Fixing memory leaks in postgres_fdw
Running contrib/postgres_fdw's regression tests under Valgrind shows
two different sources of memory leaks. One is a basically-cosmetic
issue in InitPgFdwOptions, but the other is real and troublesome.
The DirectModify code path relies on PG_TRY blocks to ensure that it
releases the PGresult for the foreign modify command, but that can't
work because (at least in cases with RETURNING data) the PGresult has
to survive across successive calls to postgresIterateDirectModify.
If an error occurs in the query in between those steps, we have no
opportunity to clean up.
I thought of fixing this by using a memory context reset callback
to ensure that the PGresult is cleaned up when the executor's context
goes away, and that seems to work nicely (see 0001 attached).
However, I feel like this is just a POC, because now that we have that
concept we might be able to use it elsewhere in postgres_fdw to
eliminate most or even all of its reliance on PG_TRY. That should be
faster as well as much less bug-prone.

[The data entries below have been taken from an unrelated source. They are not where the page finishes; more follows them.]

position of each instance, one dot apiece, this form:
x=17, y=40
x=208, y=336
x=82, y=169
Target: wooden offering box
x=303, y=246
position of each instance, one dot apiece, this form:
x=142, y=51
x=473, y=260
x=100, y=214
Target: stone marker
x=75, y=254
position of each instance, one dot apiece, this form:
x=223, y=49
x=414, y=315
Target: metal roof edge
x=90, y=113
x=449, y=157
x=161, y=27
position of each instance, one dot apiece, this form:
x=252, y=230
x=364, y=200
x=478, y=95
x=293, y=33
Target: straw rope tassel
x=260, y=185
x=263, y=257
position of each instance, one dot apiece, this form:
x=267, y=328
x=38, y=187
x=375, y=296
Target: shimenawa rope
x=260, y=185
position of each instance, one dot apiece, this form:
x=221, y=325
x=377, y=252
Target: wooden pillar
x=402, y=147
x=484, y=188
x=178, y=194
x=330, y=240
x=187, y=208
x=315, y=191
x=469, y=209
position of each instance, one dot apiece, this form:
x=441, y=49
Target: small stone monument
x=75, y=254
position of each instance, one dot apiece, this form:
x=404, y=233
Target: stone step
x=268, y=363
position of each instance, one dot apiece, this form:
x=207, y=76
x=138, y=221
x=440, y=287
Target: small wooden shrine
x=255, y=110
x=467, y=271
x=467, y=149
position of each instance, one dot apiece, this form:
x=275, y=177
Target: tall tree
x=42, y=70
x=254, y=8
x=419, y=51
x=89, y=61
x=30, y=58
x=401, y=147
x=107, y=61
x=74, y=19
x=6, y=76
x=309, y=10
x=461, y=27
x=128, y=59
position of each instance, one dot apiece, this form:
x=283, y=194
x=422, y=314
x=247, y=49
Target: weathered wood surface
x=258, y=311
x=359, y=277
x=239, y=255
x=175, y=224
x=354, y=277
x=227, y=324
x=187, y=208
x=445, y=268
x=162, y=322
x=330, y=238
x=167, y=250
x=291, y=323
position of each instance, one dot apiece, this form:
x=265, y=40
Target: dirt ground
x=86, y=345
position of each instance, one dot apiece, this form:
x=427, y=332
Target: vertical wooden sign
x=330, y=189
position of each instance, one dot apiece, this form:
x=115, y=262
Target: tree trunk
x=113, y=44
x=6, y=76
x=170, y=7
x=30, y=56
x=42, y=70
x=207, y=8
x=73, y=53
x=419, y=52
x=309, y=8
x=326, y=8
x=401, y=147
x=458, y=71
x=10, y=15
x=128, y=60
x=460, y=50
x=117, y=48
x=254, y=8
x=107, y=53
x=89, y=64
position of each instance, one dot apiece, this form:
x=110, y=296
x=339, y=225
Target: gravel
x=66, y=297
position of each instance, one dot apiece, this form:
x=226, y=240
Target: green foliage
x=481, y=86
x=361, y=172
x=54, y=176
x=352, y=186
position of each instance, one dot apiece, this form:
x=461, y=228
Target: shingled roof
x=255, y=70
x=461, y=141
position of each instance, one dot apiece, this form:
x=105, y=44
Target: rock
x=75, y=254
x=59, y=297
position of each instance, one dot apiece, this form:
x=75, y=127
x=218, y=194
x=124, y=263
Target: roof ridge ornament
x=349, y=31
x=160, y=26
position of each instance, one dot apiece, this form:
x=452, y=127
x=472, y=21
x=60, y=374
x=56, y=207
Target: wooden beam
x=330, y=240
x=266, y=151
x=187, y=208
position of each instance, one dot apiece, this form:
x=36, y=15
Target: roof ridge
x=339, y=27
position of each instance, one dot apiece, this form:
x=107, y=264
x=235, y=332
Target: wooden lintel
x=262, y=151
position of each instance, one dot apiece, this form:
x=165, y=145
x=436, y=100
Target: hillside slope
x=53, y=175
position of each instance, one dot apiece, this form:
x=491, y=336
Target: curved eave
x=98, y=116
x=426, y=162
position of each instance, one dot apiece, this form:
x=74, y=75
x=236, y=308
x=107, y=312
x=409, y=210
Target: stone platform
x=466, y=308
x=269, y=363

But I'm putting it up at this
stage for comments, in case anyone thinks this is not the direction to
head in.
0002 attached deals with the other thing. If you apply these
on top of my valgrind-cleanup patches at [1]/messages/by-id/2884224.1748035274@sss.pgh.pa.us, you'll see that
contrib/postgres_fdw's tests go through leak-free.
regards, tom lane
Attachments:
v1-0001-Fix-memory-leakage-in-postgres_fdw-s-DirectModify.patchtext/x-diff; charset=us-ascii; name*0=v1-0001-Fix-memory-leakage-in-postgres_fdw-s-DirectModify.p; name*1=atchDownload+64-31
v1-0002-Silence-leakage-complaint-about-postgres_fdw-s-In.patchtext/x-diff; charset=us-ascii; name*0=v1-0002-Silence-leakage-complaint-about-postgres_fdw-s-In.p; name*1=atchDownload+12-22
Hi,
On Sat, May 24, 2025 at 10:10 AM Tom Lane <tgl@sss.pgh.pa.us> wrote:
The DirectModify code path relies on PG_TRY blocks to ensure that it
releases the PGresult for the foreign modify command, but that can't
work because (at least in cases with RETURNING data) the PGresult has
to survive across successive calls to postgresIterateDirectModify.
If an error occurs in the query in between those steps, we have no
opportunity to clean up.
Ugh.
I thought of fixing this by using a memory context reset callback
to ensure that the PGresult is cleaned up when the executor's context
goes away, and that seems to work nicely (see 0001 attached).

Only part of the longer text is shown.